Segundo a especialista, a popularização de dietas milagrosas e desinformação nas redes sociais tem contribuído para o crescimento de problemas como transtornos alimentares, deficiências nutricionais e agravamento de doenças crônicas, como diabetes e hipertensão.
“Dietas restritivas sem acompanhamento podem levar à anemia, perda de massa óssea, alterações hormonais e desnutrição, além de favorecer o esgotamento físico e emocional”, explica Jociene. Ela ressalta que a IA não substitui a avaliação clínica completa, pois não interpreta exames, nem identifica sinais nutricionais com base no estilo de vida e histórico do paciente.

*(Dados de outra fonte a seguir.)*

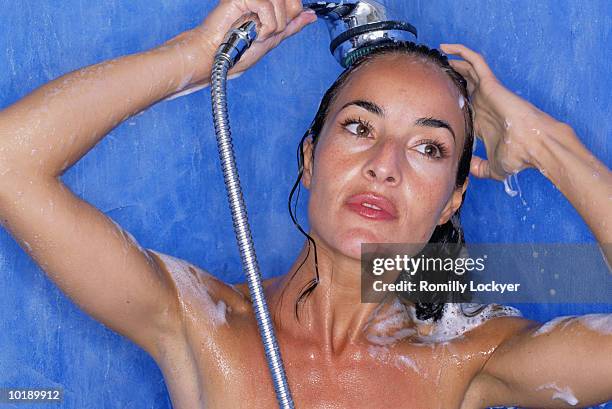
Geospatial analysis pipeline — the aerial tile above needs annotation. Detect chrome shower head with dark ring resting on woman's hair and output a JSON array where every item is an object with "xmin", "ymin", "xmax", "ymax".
[{"xmin": 304, "ymin": 0, "xmax": 417, "ymax": 68}]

Outro risco apontado pela nutricionista está relacionado à desregulação hormonal, que pode afetar diretamente o metabolismo, a saúde óssea e até a fertilidade. A privação alimentar, por exemplo, aumenta o nível de cortisol (hormônio do estresse), reduz os níveis de estrógeno e progesterona, e pode causar compulsão alimentar em ciclos repetitivos de restrição.
Para quem busca se informar com responsabilidade, Jociene recomenda consultar fontes confiáveis, como a Anvisa, que fornece orientações sobre rótulos e regulamentação de alimentos, e o Guia Alimentar para a População Brasileira, do Ministério da Saúde, referência mundial em alimentação saudável.
“O melhor caminho é sempre procurar um nutricionista. Somente um profissional especializado pode realizar uma avaliação clínica e metabólica detalhada, que garanta a segurança e a eficácia do plano alimentar”, reforça Jociene, que integra o Ecossistema Ânima de Educação.